Je ne soutiens pas Sarkozy, mais qu’aurait fait Pompidou avec les problèmes d’immigration que nous avons aujourd’hui et la mondialisation que l’on nous impose ? Peut-être aurait-il mieux réagit que notre président actuel contre cette immigration massive, peut-être aurait-il mis les moyens pour la réguler ,`peut-être aussi aurait-il employé le Kärcher, lui, pour régler les problèmes de délinquance.
Mais il faut dire aussi à décharge de N. Sarkozy, que la bienpensance, le politiquement correct ne s’étaient bas encore imposés comme aujourd’hui et les procès d’intention des adversaires n’avaient pas attent l’empleur qu’ils ont aujourd’hui; ils ne tétanisaient pas encore nos chefs d’Etat…

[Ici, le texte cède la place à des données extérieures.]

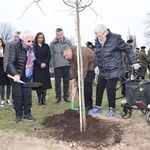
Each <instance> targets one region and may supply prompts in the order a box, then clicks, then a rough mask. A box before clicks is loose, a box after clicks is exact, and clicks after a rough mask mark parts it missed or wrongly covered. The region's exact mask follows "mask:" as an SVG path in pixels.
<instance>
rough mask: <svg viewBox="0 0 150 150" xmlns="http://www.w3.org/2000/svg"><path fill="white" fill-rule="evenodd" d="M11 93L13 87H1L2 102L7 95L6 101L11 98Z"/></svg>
mask: <svg viewBox="0 0 150 150" xmlns="http://www.w3.org/2000/svg"><path fill="white" fill-rule="evenodd" d="M5 87H6V89H5ZM10 92H11V85H1V100H4V98H5V94H6V99H7V100H8V99H9V98H10Z"/></svg>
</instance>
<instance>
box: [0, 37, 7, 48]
mask: <svg viewBox="0 0 150 150" xmlns="http://www.w3.org/2000/svg"><path fill="white" fill-rule="evenodd" d="M5 45H6V44H5V42H4V41H3V39H2V38H0V47H5Z"/></svg>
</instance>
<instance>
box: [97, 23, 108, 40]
mask: <svg viewBox="0 0 150 150" xmlns="http://www.w3.org/2000/svg"><path fill="white" fill-rule="evenodd" d="M94 32H95V35H96V37H97V38H98V40H99V41H101V42H103V41H106V36H107V34H108V30H107V27H106V26H105V25H103V24H99V25H97V26H96V27H95V29H94Z"/></svg>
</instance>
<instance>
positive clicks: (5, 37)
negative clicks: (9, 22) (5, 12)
mask: <svg viewBox="0 0 150 150" xmlns="http://www.w3.org/2000/svg"><path fill="white" fill-rule="evenodd" d="M14 32H15V27H14V26H12V25H11V24H10V23H4V22H1V23H0V37H1V38H2V39H3V40H4V41H5V42H6V43H7V42H9V41H11V40H13V36H14Z"/></svg>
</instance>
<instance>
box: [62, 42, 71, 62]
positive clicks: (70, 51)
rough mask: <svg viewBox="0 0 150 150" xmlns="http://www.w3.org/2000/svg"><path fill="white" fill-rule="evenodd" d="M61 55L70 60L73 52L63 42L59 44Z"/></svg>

05 Juil 2011 21:10 4. Alain Bellemere
Malgré l’époque, Pompidou renvoyait une image nouvelle avec son air bonhomme et sa cigarette collée aux coins des lèvres. Il avait apporté un souffle puissant dû à sa grande culture et savait être simple. Le couple présidentiel avait bouleversé les aménagements de l’Elysée pour se créer l’ univers d’un intérieur moderne. Bien sûr aucune comparaison avec Sarkozy qui nage dans l’argent, gesticulant et grimaçant de jour en jour tel un mauvais comédien. Qui se souvient des conférences de presse, où Pompidou du haut un large bureau pouvait d’un regard direct fusiller un intervenant si ses questions ne valaient la nécessité d’une réponse, même son autoritarisme était craint pour son entourage. Je ne pense pas qu’il se retournerait dans sa tombe en voyant les nouveaux scénarios inventés par Sarkozy, depuis ce temps l’eau a coulé sous les ponts en charriant les pierres du passé.
06 Juil 2011 11:00 5. Jean
N’y avait-il pas d’immigration massive dans les années 60-70? Pas de délinquance, de mafia, de problème avec les gangs, de braquage etc… Me souvient plus.